A recent CIO article caught my attention. Essentially, it suggests that despite current hard times, companies should continue to spend money on storage and disk management systems, business intelligence, virtualization, security and, of course, cloud computing. (After all, what IT story would be complete these days without a reference to cloud computing?) The story's point is that investing in these technologies will save money (someday) and put companies in an advantageous competitive position once the bad times end and the good times return. In fact, the article concludes with an IDC projection saying that although the tech industry "will lose more than $300 billion in revenue" during the next four years, "IT spending will make a full recovery and enjoy growth rates nearing 6 percent by 2012."
In other words, happy days are just around the corner.
I have no idea how IDC knows that 2012 is the magic year when everything will turn around but, unfortunately, my crystal ball has been in storage for some time (in my closet, not in the clouds). IDC's, apparently, is all polished up and working overtime. However, what I do know, what everyone knows, is that not many enterprises have a lot of loose change lying around to invest in anything that doesn't show an immediate ROI, let alone puffy clouds. I'm not saying that companies should hunker down in their foxholes, do nothing, and wait until all this blows over, but I do think we all need a little help. I mean, the banks, the brokerages, and the automakers have been lining up with their hands out, why not us IT folk?
Accordingly, I propose that CIOs lobby Congress to get our fair share of that $700 billion economic bailout package. After all, technology is just as important to U.S. business as, say, GM's continued ability to provide the public with the Hummers they don't want. And by giving IT its fair share of any bailout money, Congress can help all industries equally.
But seriously, while I see the value in technologies like virtualization and, yes, even cloud computing for the future of IT, we also have seen technology (especially new, sexy, much-hyped technology) become an end in itself rather than an enabling force for value creation. Everything has its proper time and proper place. So while service provider-based clouds make sense for data backup and ASP services like Salesforce.com (CRM), it would be foolish to even think about spending money to move ERP and critical back office systems into this environment anytime soon.

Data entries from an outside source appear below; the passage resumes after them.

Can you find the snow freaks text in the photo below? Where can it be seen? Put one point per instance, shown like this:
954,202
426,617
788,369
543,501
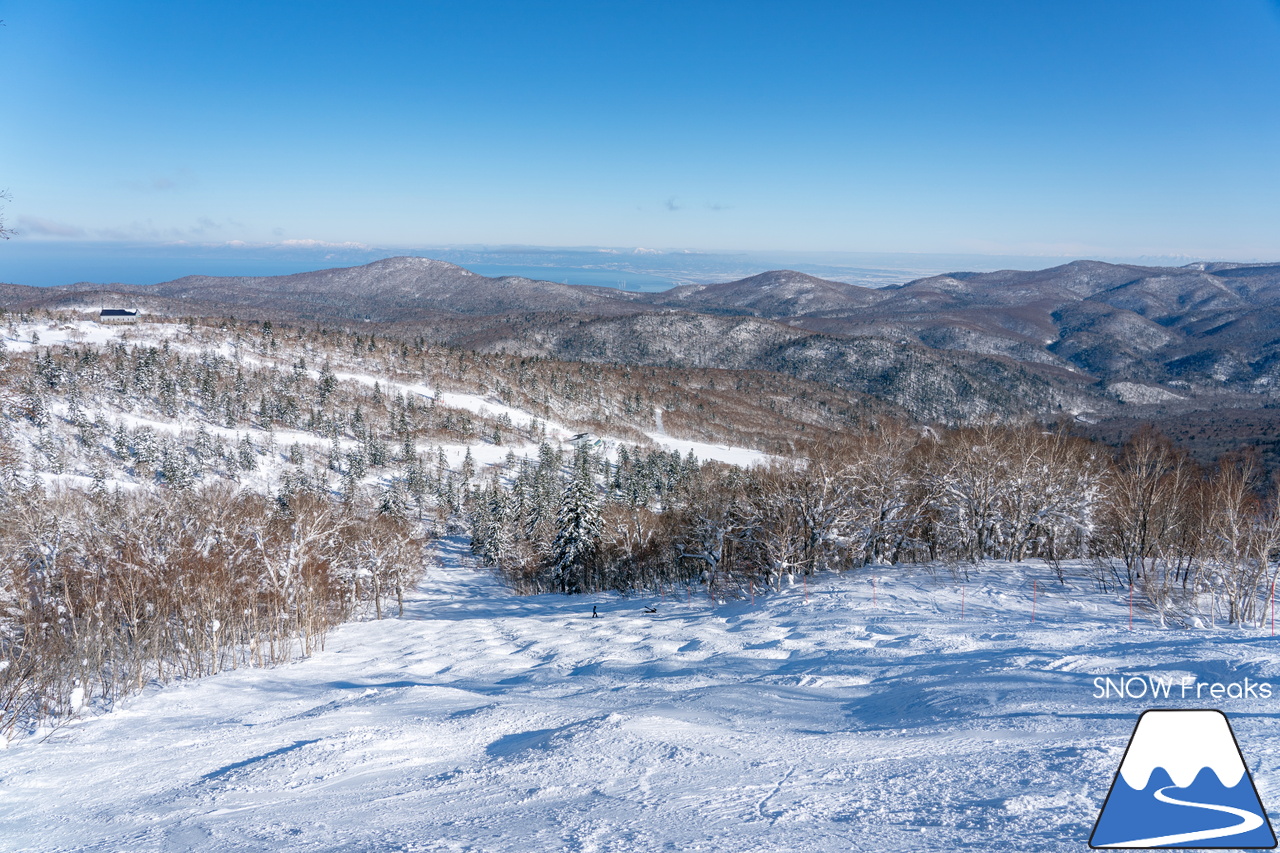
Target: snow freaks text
1188,687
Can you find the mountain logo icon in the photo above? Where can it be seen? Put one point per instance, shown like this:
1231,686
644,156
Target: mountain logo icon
1183,783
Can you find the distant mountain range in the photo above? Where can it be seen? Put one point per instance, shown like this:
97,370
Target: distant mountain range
1086,338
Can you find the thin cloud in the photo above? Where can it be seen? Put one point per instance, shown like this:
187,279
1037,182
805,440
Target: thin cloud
163,182
48,227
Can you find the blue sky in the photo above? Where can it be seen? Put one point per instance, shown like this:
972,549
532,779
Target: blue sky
1116,128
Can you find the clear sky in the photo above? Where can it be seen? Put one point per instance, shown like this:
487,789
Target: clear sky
1078,128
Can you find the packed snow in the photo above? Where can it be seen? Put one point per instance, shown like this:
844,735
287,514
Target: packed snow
885,710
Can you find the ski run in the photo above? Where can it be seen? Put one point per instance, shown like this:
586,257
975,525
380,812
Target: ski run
883,710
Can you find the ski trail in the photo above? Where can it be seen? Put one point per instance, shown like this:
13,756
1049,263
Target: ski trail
1248,821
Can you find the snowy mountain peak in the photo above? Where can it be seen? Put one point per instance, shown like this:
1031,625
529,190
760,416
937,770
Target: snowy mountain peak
1183,743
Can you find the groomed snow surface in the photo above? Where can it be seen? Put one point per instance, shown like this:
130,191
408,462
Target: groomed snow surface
868,719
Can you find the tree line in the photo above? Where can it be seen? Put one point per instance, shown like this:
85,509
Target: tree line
1188,538
103,593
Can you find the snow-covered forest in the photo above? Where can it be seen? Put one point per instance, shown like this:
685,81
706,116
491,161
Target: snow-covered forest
187,497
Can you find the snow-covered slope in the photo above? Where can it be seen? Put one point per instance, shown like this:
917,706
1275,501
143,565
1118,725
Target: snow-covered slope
873,717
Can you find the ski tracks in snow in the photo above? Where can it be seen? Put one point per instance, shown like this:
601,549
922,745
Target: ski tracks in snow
487,721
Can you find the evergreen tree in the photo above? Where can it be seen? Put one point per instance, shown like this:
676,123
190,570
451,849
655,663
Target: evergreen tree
579,527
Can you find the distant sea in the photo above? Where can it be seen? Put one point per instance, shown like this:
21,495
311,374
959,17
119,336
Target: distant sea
48,263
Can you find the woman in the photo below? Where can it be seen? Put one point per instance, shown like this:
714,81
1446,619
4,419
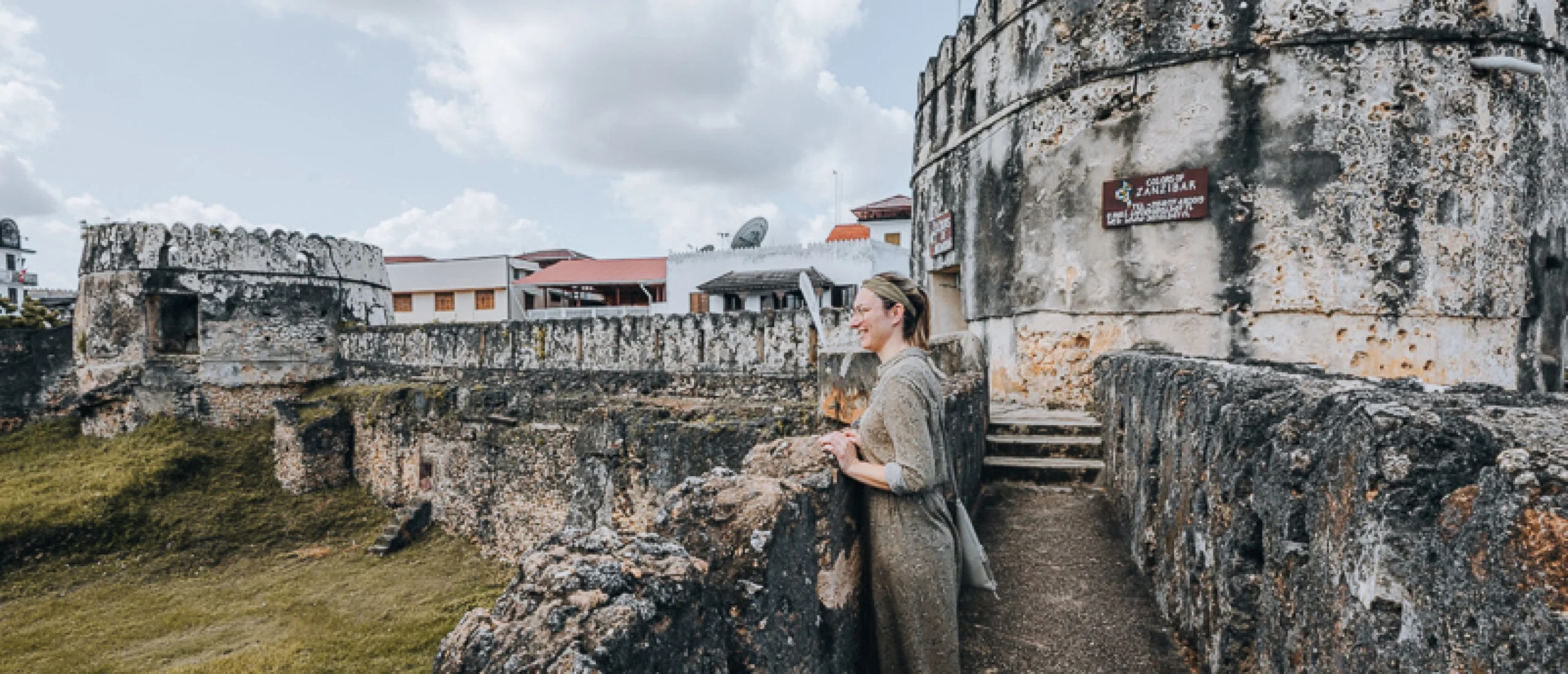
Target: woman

Realistically, if you want to get the budget and time necessary to create long-term business value, you'd better be delivering immediate ROI and implementing projects with fast payback. Now is not the time to take on new projects that will require more staff, especially if you expect to reduce head count or even keep it flat. For projects that do have strategic importance, make sure you can garner the resources necessary to assure quick success.